In past giving, the Zieglers also demonstrated their appreciation of OU and love for Southwestern art through their donations of two bronze sculptures: the Allan Houser sculpture Homeward Bound on the OU Norman campus, which depicts a Navajo woman with her sheep and dog crossing a bridge; and the Dreamcatcher sculpture by Star Liana York on the OU Health Sciences Center campus, which portrays an Apache woman holding a child and viewing a dreamcatcher. In addition to the cash gifts from the estate, there will also be several pieces of Southwestern art donated to the Foundation, including two additional Houser sculptures.
The endowed scholarships provided by the Ziegler estate gift come at a crucial time for OU students.
“Legacy scholarships provide students an opportunity to fulfill the dream of a college education,” said Brad Burnett, director of Financial Aid and Scholarships at OU. “Without assistance from outside sources, many students would not be able to afford the degree they desperately need to enter the workforce and become contributing members of society. We’re incredibly thankful to the Zieglers for their commitment to making OU’s excellence attainable for so many.”
Over the years, Earl Ziegler formed a special relationship with the University of Oklahoma Foundation, entrusting its leadership to carry out his estate wishes and protect the Zieglers’ legacy forever.
“Earl was an extraordinary person,” said Guy Patton, president and CEO of the University of Oklahoma Foundation. “It’s a humbling honor to know that he placed so much faith in us. Legacy gifts that enable endowments like these are powerful. They ensure that OU students and faculty have vital resources for all time, and they set a gracious and admirable example of purpose-filled generosity.”

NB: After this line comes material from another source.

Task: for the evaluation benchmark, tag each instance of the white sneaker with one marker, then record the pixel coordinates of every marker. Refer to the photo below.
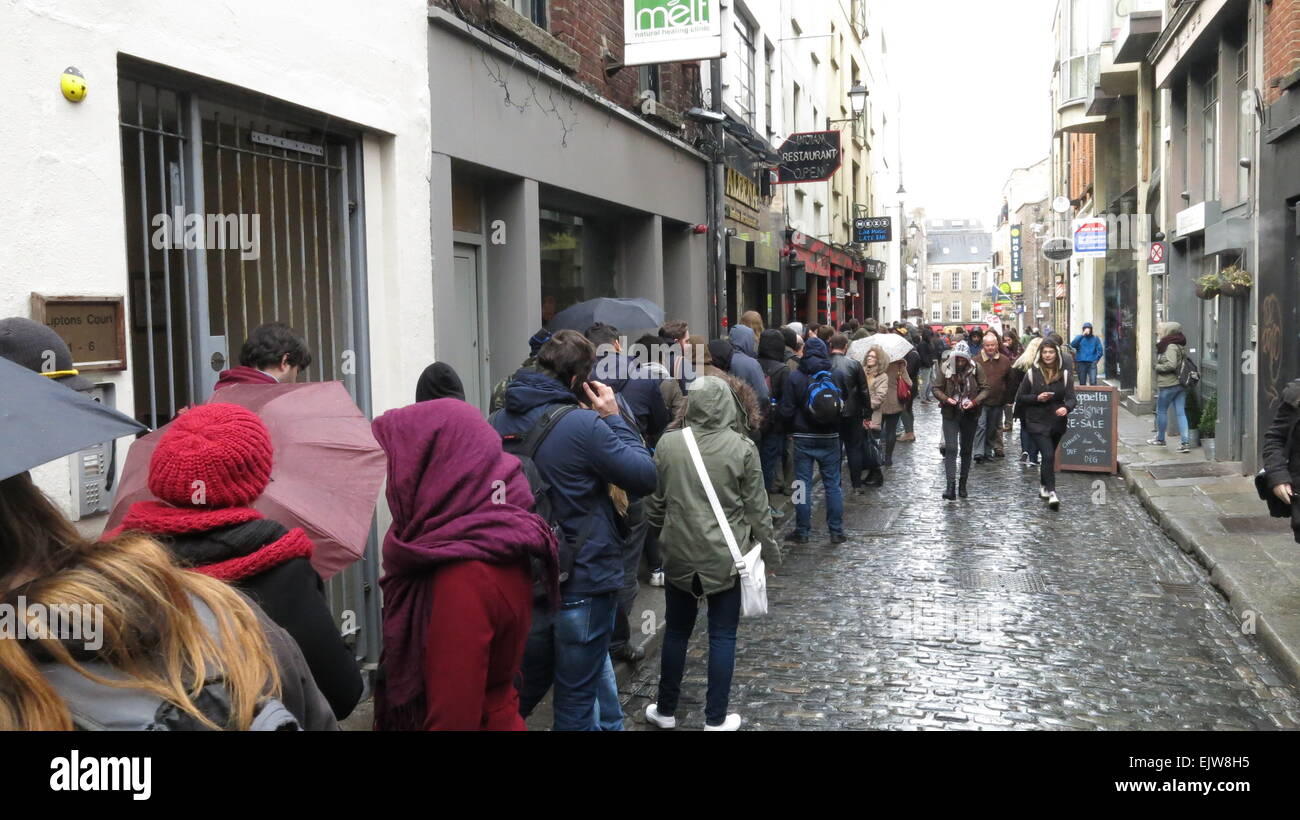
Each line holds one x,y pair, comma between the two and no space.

Earl Ziegler was an Endowed OU President’s Associate who supported the Energy Center and the Alumni Scholars Program. Both contributed to petroleum engineering scholarships and Sooner Heritage Scholarships on the Norman campus. For their outstanding dedication to the university, both Fran and Earl were honored with OU Regents’ Alumni Awards in 1999.
Earl Ziegler earned his degree in petroleum engineering from OU, while Fran graduated from the OU College of Arts and Sciences. The Zieglers married in 1952. Earl began his career as a driller and worked his way up the ladder in a field that took the Zieglers from Montana to Louisiana, Texas, Mississippi, New Mexico and Florida. He spent a year in southern Mexico as a drilling superintendent for Permesa, S.A., and was president of Exeter Drilling Southern from 1971 until his retirement in Dallas in 1986.